Poll: Why does this break? Why is it better to use setUp()?

class TestShirt(unittest.TestCase):
def __init__(self) -> None:
self.shirt = Shirt(500, 'green')

def test_set_size_works_for_positive_values(self) -> None:
self.shirt.set_size(600)
self.assertEqual(600, self.shirt.size)

def test_cannot_set_size_to_negative_value(self) -> None:
self.assertEqual(500, self.shirt.size)
self.shirt.set_size(-700)
self.assertEqual(500, self.shirt.size)
  1. It unnecessarily tests the same thing multiple times
  2. It requires the tests to be run in a certain order, which is not guraranteed
  3. It doesn't test what the name implies it is testing
  4. It is possible for some tests to not be run

Using try/except safely

There is a control structure that we have not introduced until now: try / except

a: int = 4
b: int = 0

try:
result = a / b
print(result)
except ZeroDivisionError:
print("Cannot divide by zero")

It allows us to try to run risky code, and if an error is raised during that risky code, then it jumps immediately to the corresponding except block.

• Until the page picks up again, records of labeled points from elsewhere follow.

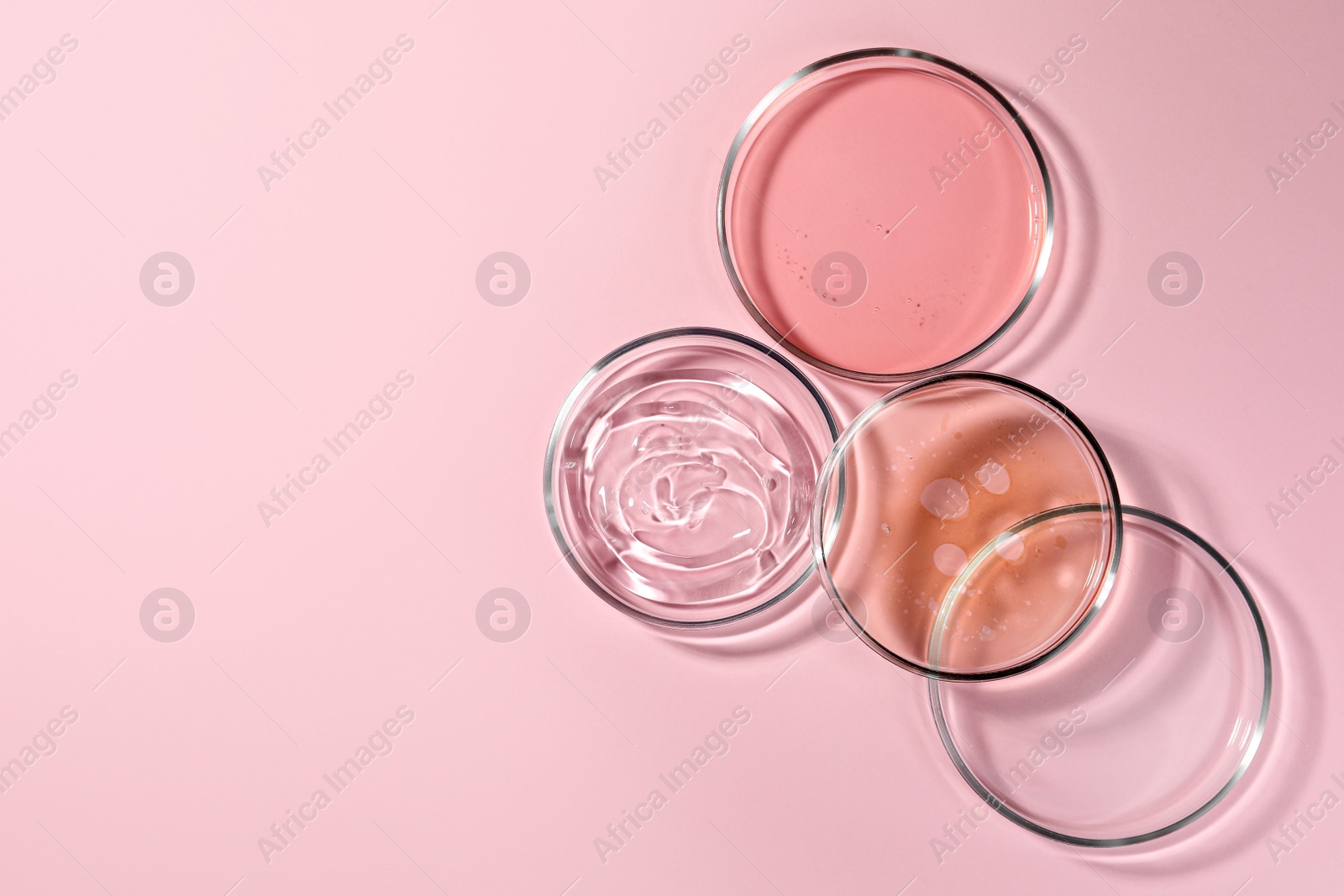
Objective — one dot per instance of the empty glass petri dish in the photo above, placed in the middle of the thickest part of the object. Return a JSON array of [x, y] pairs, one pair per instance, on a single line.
[[885, 214], [1146, 723], [936, 477], [680, 476]]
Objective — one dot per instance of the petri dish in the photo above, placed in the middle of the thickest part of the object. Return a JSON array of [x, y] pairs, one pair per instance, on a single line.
[[885, 214], [680, 476], [933, 479], [1146, 723]]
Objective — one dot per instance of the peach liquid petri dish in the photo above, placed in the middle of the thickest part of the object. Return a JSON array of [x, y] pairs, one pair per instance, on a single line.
[[918, 526], [885, 214], [680, 477]]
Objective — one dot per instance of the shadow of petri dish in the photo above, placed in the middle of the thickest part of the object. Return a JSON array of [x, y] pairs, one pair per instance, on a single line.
[[934, 477], [680, 477], [885, 214], [1146, 721]]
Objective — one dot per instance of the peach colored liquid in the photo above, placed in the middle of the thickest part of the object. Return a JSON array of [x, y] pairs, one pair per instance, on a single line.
[[846, 160], [942, 477]]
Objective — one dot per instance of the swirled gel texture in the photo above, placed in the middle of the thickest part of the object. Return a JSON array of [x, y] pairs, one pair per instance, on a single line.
[[685, 476], [937, 477], [886, 215]]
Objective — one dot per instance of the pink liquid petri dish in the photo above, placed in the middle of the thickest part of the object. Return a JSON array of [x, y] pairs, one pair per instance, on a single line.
[[917, 527], [680, 477], [885, 214]]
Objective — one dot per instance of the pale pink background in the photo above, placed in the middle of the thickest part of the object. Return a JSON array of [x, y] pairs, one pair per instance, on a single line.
[[313, 296]]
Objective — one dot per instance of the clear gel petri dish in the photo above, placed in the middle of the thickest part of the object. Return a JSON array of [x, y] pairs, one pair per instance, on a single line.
[[1146, 723], [680, 476], [940, 473], [885, 214]]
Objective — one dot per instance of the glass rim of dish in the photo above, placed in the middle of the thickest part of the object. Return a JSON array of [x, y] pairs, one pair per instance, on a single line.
[[833, 468], [564, 418], [1252, 745], [1047, 237]]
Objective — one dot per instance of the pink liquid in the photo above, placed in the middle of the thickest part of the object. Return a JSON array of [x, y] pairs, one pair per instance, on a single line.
[[685, 479], [853, 160]]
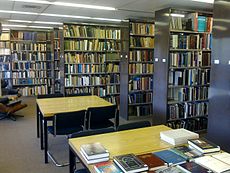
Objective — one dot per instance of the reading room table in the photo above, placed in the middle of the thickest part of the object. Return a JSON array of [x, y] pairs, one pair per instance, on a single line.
[[136, 141], [50, 106]]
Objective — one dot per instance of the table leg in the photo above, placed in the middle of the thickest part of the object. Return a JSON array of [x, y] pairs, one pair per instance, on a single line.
[[72, 161], [45, 140]]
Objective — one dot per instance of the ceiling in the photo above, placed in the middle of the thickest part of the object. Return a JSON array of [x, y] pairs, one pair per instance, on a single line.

It is acceptable to use try / except blocks while testing something: it is an alternative to using the built-in self.assertRaises().

Otherwise, we try to minimize the use of try / except, and only use it when absolutely necessary. We don't want to simply avoid fixing legitimate bugs by wrapping our code in a try / except.

Places where try / except is commonly used:

  • Converting values
def get_user_age() -> int:
"""Get a numerical age from the user"""
user_input: str = input("Enter your age: ")
try:
age: int = int(user_input)
return age
except ValueError:
print("Please enter a valid number")
return -1

def parse_json_safely(json_string: str) -> Any:
"""Convert data from JSON to a readable format"""
try:
return json.loads(json_string)
except json.JSONDecodeError as e:
print(f"Invalid JSON: {e}")
return {}
  • Operations that rely on external things like network requests or database operations
  • Reading from files (though using a with block, as we have been doing, is recommended instead)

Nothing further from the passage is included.